4. Interviewing all these people, you must hear some amazing stories. Has there been any story that struck you particularly?

It is truly amazing how each and every individual has a great story to tell. I firmly believe that, and this project exemplifies this. I think I couldn't help but be moved by Jina who was born in North Korea. The fact that she was willing to participate in the project in the first place is courageous.

Secondly, her story of escape, of leaving her family behind - them having to make up a story of how she died  - losing all of her possessions, and by a stroke of luck finding the necessary help to find refuge and safety.

She is the only participant so far, that I chose not to photograph the face of - since I feel like it is better for her safety.

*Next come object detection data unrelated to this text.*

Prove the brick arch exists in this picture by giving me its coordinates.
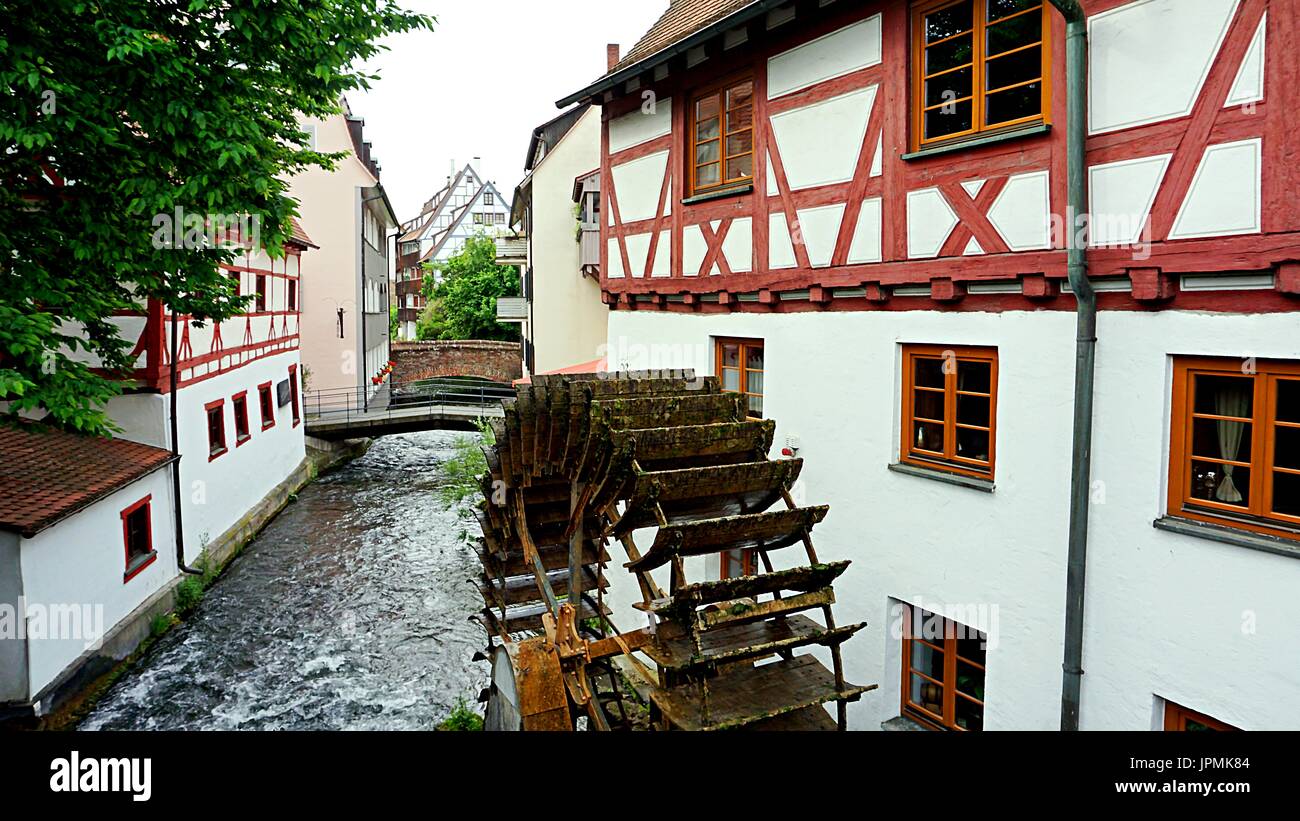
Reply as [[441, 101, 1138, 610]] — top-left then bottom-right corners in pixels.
[[393, 339, 524, 383]]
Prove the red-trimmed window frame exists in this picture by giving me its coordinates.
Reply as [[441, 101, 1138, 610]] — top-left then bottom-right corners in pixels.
[[898, 344, 998, 482], [257, 382, 276, 430], [122, 494, 159, 585], [203, 399, 230, 461], [1165, 701, 1240, 733], [230, 391, 252, 447], [1167, 356, 1300, 540], [684, 71, 757, 197], [289, 365, 303, 427]]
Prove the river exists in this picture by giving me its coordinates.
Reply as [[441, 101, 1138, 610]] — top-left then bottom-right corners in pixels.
[[81, 431, 488, 730]]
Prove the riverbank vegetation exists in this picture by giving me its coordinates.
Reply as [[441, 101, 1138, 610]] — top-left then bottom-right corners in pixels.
[[438, 420, 497, 508], [438, 698, 484, 733]]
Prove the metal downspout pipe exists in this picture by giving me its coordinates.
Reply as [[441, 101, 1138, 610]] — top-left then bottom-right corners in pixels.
[[1052, 0, 1097, 730]]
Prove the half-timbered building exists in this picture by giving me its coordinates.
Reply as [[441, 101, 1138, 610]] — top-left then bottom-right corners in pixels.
[[559, 0, 1300, 730]]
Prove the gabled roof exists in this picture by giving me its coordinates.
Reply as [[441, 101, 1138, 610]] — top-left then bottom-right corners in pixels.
[[420, 182, 504, 262], [0, 423, 177, 539], [524, 103, 592, 171], [289, 217, 320, 248], [398, 165, 477, 243], [555, 0, 790, 108], [614, 0, 754, 71]]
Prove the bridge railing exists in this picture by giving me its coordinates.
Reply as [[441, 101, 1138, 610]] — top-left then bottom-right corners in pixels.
[[303, 378, 515, 421]]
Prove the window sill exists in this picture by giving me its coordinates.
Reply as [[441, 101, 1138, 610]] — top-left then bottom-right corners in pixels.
[[1152, 516, 1300, 559], [880, 716, 933, 733], [889, 462, 997, 494], [681, 183, 754, 205], [122, 551, 159, 585], [901, 123, 1052, 160]]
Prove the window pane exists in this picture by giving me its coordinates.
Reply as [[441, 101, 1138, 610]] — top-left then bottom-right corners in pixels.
[[727, 155, 754, 179], [1192, 420, 1253, 462], [696, 161, 718, 187], [727, 131, 754, 157], [911, 639, 944, 681], [988, 0, 1041, 21], [1193, 375, 1255, 420], [957, 627, 987, 665], [985, 7, 1043, 57], [957, 427, 988, 461], [1278, 379, 1300, 422], [984, 83, 1043, 126], [696, 140, 718, 165], [727, 81, 754, 109], [926, 100, 974, 139], [914, 357, 944, 387], [1273, 427, 1300, 470], [910, 676, 944, 718], [926, 68, 975, 108], [727, 105, 754, 131], [926, 0, 975, 43], [723, 368, 740, 392], [957, 660, 984, 701], [1273, 473, 1300, 516], [957, 396, 989, 427], [696, 94, 720, 122], [913, 422, 944, 453], [911, 390, 946, 422], [723, 344, 740, 368], [926, 34, 975, 77], [1190, 461, 1251, 508], [957, 361, 993, 394], [956, 698, 984, 733], [984, 45, 1043, 91]]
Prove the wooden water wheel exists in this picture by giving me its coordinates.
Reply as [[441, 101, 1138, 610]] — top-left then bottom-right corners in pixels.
[[475, 372, 875, 730]]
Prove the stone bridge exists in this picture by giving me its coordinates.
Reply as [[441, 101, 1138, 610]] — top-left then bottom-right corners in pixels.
[[393, 339, 524, 385]]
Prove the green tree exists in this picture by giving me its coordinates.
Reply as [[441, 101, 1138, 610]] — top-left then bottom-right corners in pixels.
[[416, 234, 520, 342], [0, 0, 433, 434]]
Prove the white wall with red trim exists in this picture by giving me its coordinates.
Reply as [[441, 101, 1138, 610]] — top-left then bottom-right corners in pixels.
[[608, 306, 1300, 730], [602, 0, 1300, 308], [20, 468, 177, 699]]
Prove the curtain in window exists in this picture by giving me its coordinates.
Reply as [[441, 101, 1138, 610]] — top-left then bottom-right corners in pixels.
[[1214, 386, 1251, 504]]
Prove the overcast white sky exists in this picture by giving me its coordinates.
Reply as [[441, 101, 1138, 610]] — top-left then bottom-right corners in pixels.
[[348, 0, 668, 220]]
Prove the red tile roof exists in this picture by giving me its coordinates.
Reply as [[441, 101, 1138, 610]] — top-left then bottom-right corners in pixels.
[[0, 425, 173, 538], [610, 0, 754, 74]]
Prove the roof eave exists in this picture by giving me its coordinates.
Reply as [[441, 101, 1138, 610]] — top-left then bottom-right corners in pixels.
[[555, 0, 790, 108]]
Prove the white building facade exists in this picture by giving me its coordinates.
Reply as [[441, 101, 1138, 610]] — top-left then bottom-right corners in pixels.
[[562, 0, 1300, 730], [395, 160, 510, 339]]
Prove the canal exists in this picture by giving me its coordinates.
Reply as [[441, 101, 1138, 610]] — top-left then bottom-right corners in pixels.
[[81, 431, 488, 730]]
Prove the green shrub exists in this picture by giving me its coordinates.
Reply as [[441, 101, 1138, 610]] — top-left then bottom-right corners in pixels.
[[438, 698, 484, 733]]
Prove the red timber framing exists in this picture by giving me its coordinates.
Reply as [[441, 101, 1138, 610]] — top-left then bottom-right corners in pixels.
[[120, 244, 306, 392], [598, 0, 1300, 313]]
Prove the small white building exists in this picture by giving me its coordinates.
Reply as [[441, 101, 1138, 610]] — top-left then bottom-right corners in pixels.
[[290, 100, 398, 394], [394, 158, 510, 339], [498, 105, 610, 377], [0, 425, 178, 718]]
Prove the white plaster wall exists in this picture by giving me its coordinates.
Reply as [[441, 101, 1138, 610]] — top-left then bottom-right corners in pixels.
[[108, 351, 307, 562], [610, 305, 1300, 730], [21, 468, 177, 696], [289, 114, 377, 391]]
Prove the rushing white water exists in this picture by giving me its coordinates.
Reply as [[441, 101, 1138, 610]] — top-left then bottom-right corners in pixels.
[[81, 431, 488, 730]]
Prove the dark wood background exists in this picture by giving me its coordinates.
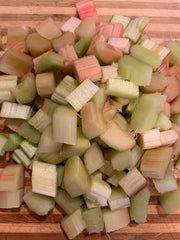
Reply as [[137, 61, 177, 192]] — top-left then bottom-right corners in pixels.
[[0, 0, 180, 240]]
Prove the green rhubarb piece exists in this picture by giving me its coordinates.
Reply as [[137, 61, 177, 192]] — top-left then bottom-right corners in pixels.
[[110, 14, 131, 29], [106, 170, 126, 187], [12, 73, 37, 104], [103, 208, 130, 233], [3, 133, 23, 152], [56, 165, 64, 187], [171, 113, 180, 125], [63, 156, 90, 198], [61, 208, 86, 239], [167, 40, 180, 69], [17, 121, 40, 143], [130, 187, 151, 223], [55, 189, 83, 215], [130, 93, 166, 133], [110, 150, 132, 171], [82, 207, 104, 234], [159, 184, 180, 214], [140, 147, 172, 179], [130, 45, 161, 71], [84, 142, 104, 174], [60, 127, 91, 160], [176, 156, 180, 169], [14, 148, 31, 168], [74, 38, 91, 58], [0, 134, 8, 155], [154, 112, 172, 131], [51, 75, 78, 104], [118, 55, 152, 86], [23, 189, 55, 216], [20, 140, 37, 158], [153, 166, 178, 193], [34, 51, 64, 74], [106, 78, 139, 99], [108, 187, 130, 210]]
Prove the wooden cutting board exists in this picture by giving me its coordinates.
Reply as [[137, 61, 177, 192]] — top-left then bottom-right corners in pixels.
[[0, 0, 180, 240]]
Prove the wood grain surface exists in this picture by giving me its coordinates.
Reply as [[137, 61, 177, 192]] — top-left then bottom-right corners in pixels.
[[0, 0, 180, 240]]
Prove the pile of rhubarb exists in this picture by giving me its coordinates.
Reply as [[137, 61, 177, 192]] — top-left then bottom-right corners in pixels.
[[0, 0, 180, 239]]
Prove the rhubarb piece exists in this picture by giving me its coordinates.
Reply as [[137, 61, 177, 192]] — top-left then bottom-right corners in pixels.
[[1, 133, 23, 152], [13, 148, 31, 168], [38, 125, 62, 153], [131, 45, 161, 71], [34, 52, 64, 74], [41, 98, 59, 119], [103, 208, 130, 233], [56, 165, 64, 188], [118, 55, 152, 86], [60, 128, 91, 160], [119, 167, 149, 197], [32, 161, 57, 197], [61, 16, 81, 33], [153, 166, 178, 193], [26, 32, 52, 57], [138, 129, 161, 149], [0, 134, 8, 155], [55, 189, 83, 215], [108, 187, 130, 210], [23, 189, 55, 216], [108, 37, 130, 53], [52, 31, 75, 52], [110, 14, 131, 29], [81, 102, 106, 139], [0, 164, 24, 191], [36, 17, 62, 41], [140, 147, 172, 179], [159, 184, 180, 214], [163, 76, 180, 102], [101, 65, 117, 83], [20, 140, 37, 159], [171, 96, 180, 114], [82, 207, 104, 234], [0, 102, 32, 120], [51, 75, 78, 104], [171, 111, 180, 125], [100, 120, 135, 151], [76, 0, 99, 25], [130, 93, 165, 133], [141, 72, 169, 93], [130, 187, 151, 223], [160, 129, 179, 146], [154, 112, 172, 131], [0, 49, 33, 77], [11, 73, 37, 104], [52, 106, 77, 145], [106, 170, 126, 187], [74, 17, 96, 39], [84, 142, 104, 174], [63, 156, 90, 198], [0, 188, 24, 209], [6, 26, 32, 52], [28, 108, 51, 132], [61, 208, 86, 239], [36, 72, 56, 98], [106, 78, 139, 99], [167, 40, 180, 69], [73, 55, 101, 82], [85, 176, 111, 207], [110, 150, 131, 171], [65, 79, 99, 112], [74, 37, 91, 58]]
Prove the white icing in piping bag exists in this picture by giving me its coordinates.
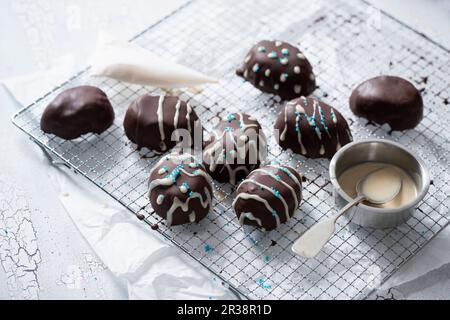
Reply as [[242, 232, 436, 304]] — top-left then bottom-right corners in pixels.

Jina's story reminds me to count my lucky stars.

5. If you were to name one surprising characteristic of Toronto's multiculturalism to attract visitors to the city, what would it be?

I guess it would be the multi-layered-ness of the diversity. This is something that the project speaks to. My participant born in Germany is from an Iranian family, participant born in Egypt is from parents born in India and the Czech Republic and my participant born in Lebanon is from a Palestinian family.

As well, interests overlap and surprise. My participant born in Jordan is an avid Argentine Tango dancer, participant born in Uganda is a champion boxer and the participant born in Croatia is trying to learn Sanskrit. Once again, Toronto's diversity is too deep to essentialise.

It is a city full of individuals – that each have their own complicated stories. This is what is beautiful - but it doesn't fit into a pre-defined box - which makes it a little more difficult to discover - but once you do - you can't help but love this city.